BEEP! [female voice] I don't know, Sheila. He says that he's out with Ray. BEEP!
[Woman standing in doorway of her apartment] Well, you tell moy so-called husband that he can shove it up his Aasss!
BEEP!I know, right? I can tell you this much, if moy husband thinks he's getting any....
At this point, your correspondent chose between only two options and, instead of rubbing his ear cartilage off on the sidewalk, ran away.

Think about it. The two women were reacting to the natural pressure of New York City, which is to erode personal space and to daily attack the concept of the private, and then were numbed by technology's novelty. The telephone assures one of a private, personal conversation, but the cell phone erases the location. The push-to-talk was simply another disguise for the cell phone, and so the two women were willing to speak of providing sexual access to their husbands and the states of their marriages to the street.

"If Jesus Christ were to come to-day, people would not even crucify him. They would ask him to dinner, and hear what he had to say, and make fun of it." -- Thomas Carlyle, Table Talk.

Carlyle is commenting on the high point of privacy, when decorum demanded dissembling in all places. Today, either Joe Wilson would scream "You lie!" or an audience member would shout "Let him die!" but the reaction would be ejaculatory.
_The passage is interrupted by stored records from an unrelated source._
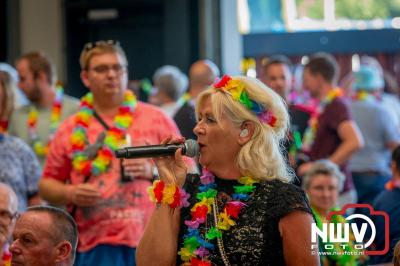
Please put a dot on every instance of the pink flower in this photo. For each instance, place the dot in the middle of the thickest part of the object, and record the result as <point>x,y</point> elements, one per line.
<point>184,198</point>
<point>221,83</point>
<point>202,252</point>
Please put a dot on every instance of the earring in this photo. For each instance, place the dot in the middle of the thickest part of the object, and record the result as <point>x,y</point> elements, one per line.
<point>244,133</point>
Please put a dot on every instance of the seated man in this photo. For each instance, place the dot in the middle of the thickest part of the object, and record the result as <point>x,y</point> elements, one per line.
<point>8,212</point>
<point>44,235</point>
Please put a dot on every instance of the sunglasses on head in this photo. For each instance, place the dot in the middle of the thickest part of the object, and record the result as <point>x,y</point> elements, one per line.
<point>90,45</point>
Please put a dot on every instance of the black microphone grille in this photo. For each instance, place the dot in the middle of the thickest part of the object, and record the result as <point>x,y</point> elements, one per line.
<point>192,148</point>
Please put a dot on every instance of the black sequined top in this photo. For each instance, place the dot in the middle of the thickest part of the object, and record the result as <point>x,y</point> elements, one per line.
<point>255,239</point>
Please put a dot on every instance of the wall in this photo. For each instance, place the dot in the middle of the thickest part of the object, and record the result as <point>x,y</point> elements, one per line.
<point>41,29</point>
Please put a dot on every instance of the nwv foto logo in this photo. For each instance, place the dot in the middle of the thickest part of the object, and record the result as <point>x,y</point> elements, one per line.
<point>340,232</point>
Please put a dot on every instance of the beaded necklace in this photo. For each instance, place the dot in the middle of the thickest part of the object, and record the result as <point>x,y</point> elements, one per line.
<point>311,131</point>
<point>114,137</point>
<point>39,147</point>
<point>196,248</point>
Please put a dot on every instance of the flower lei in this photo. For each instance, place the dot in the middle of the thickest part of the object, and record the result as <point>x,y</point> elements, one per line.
<point>114,136</point>
<point>196,248</point>
<point>334,255</point>
<point>168,194</point>
<point>39,147</point>
<point>236,89</point>
<point>311,131</point>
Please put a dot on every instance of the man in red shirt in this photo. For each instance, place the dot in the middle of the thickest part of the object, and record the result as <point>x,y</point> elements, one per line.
<point>107,198</point>
<point>332,134</point>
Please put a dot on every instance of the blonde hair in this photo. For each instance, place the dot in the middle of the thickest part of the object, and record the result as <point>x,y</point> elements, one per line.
<point>8,87</point>
<point>260,157</point>
<point>99,48</point>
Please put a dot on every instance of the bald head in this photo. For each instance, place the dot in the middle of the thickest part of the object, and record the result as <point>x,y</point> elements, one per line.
<point>202,74</point>
<point>6,192</point>
<point>8,210</point>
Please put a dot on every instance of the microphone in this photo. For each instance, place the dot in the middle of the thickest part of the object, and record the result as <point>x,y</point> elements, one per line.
<point>189,148</point>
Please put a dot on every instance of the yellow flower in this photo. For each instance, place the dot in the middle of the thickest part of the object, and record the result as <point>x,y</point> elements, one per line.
<point>247,181</point>
<point>168,194</point>
<point>235,87</point>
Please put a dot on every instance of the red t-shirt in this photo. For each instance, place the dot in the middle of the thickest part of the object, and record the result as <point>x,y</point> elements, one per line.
<point>125,208</point>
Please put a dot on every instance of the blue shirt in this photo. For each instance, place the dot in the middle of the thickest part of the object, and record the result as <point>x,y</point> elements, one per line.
<point>19,168</point>
<point>378,129</point>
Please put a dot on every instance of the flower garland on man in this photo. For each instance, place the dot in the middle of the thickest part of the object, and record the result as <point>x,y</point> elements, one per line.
<point>105,196</point>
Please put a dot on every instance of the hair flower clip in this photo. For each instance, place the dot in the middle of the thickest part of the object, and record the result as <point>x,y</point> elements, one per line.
<point>222,82</point>
<point>267,117</point>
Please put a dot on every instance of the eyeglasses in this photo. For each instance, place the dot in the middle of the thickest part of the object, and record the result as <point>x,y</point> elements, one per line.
<point>103,69</point>
<point>90,45</point>
<point>7,215</point>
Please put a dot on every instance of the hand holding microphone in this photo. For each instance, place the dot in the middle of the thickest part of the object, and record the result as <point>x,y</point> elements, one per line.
<point>189,148</point>
<point>171,167</point>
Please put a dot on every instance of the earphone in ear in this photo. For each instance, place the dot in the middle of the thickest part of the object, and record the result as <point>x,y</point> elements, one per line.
<point>244,133</point>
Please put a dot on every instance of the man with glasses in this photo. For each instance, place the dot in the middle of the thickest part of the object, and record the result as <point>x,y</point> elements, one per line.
<point>44,235</point>
<point>107,198</point>
<point>8,212</point>
<point>37,122</point>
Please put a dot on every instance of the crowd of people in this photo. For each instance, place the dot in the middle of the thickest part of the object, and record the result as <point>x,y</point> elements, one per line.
<point>268,167</point>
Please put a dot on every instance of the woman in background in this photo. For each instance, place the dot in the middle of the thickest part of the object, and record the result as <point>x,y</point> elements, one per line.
<point>19,167</point>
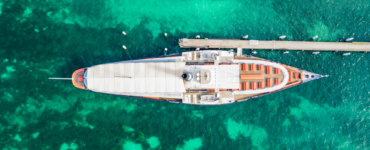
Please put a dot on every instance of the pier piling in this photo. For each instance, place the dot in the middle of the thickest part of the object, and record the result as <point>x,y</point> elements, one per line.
<point>276,45</point>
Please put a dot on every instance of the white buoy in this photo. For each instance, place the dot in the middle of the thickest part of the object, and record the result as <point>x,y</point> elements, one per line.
<point>346,54</point>
<point>315,53</point>
<point>349,39</point>
<point>254,52</point>
<point>282,37</point>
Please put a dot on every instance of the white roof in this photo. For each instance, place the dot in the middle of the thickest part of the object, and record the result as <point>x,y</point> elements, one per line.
<point>130,78</point>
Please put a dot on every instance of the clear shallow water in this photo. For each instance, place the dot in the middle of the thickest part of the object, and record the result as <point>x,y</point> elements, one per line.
<point>43,39</point>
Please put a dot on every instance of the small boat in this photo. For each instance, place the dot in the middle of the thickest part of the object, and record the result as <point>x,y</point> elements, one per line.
<point>206,77</point>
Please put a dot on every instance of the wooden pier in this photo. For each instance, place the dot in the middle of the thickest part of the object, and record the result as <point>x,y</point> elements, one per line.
<point>275,45</point>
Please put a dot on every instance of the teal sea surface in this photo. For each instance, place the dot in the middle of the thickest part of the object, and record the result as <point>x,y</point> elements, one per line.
<point>52,38</point>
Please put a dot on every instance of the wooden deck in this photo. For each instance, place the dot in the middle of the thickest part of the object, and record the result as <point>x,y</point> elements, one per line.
<point>276,45</point>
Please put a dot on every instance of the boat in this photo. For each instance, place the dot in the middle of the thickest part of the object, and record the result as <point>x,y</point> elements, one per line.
<point>206,77</point>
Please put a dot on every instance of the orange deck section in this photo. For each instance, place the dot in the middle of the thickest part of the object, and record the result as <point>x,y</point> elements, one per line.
<point>252,76</point>
<point>296,75</point>
<point>277,71</point>
<point>277,81</point>
<point>268,82</point>
<point>253,67</point>
<point>259,67</point>
<point>253,86</point>
<point>268,70</point>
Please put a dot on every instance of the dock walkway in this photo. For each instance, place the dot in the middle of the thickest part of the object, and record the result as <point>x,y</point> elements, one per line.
<point>276,45</point>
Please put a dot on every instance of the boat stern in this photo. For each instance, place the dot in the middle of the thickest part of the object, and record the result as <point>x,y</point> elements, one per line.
<point>309,76</point>
<point>79,78</point>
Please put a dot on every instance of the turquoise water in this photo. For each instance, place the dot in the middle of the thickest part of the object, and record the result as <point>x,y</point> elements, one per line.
<point>41,39</point>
I should go back to wipe out the cell phone for its assault on the hearth, if nothing else. However, it, along with the world wide web, demolished the sense of location and distance, including the very concept of "access" and "inaccessible." The most common personal question I have had to answer this semester has been, "Why do you buy CD's."  I'm serious. Earnest, Christian youngsters cannot understand why I buy CD's. This marks a complete switch in the debate, does it not?

The RIAA has continued its terror tactics. Cato would be pleased. However, ten years ago, students would argue with me that they were not criminals for downloading music, and now students argue with me asking me to justify why I am not a cultural criminal for not downloading music. Similarly, the talk among the young is not -- spectacularly not -- for the first time in human history not -- bare flesh.

I cannot tell you how amazing this last is.

Let's add the two together, though. Flesh is available on the Internet -- upon which the young do not know that they have been, and so they do not need to seek or visit pornographic magazines, pornographic movies, or anything like that, because friends have e-mailed them all of these. Therefore, they are still looking, but there is no challenge. In fact, there is so little challenge that there is no awareness that there could be a challenge. The same is true of music. Music simply is. Musicians similarly just are. Instead of only an eternal "now," there is an eternal "here."

What began with the destruction of location has become the destruction of all locations. The world wide web and the free market desire to make each website "your one stop on the Internet" have combined with this, and with Facebook's rape of the American youth, to lead to the vanishing of context. I do not mean the context of this or that, but context itself.

Why are kids not hot to go here or there, saying you can see her ___? Because seeing her ___ is going to be an e-mail attachment, or a flash picture. Why not concentrate on pictures and what they mean (becoming the foretold pictographic language)? Because that would mean that pictures must either mean in isolation or must combine for a semantic stream. Such streams must have a grammar. A grammar, even a pictorial one, implies rules of relationships, and the coherence of single experiences and disparity of separate experiences means that no one has the right to create a rule and no one will ask for it to be obeyed. Why do pictures make five whole, long pages easier to read? They break that difficult (really) tendency of the work to demand setting up a set of walls (past, future; expectation, memory; reference, instruction) necessary for context.

So, if you see me working on my time machine, please don't Friend it or Like it or Tumblr it. Just let me go and find some context.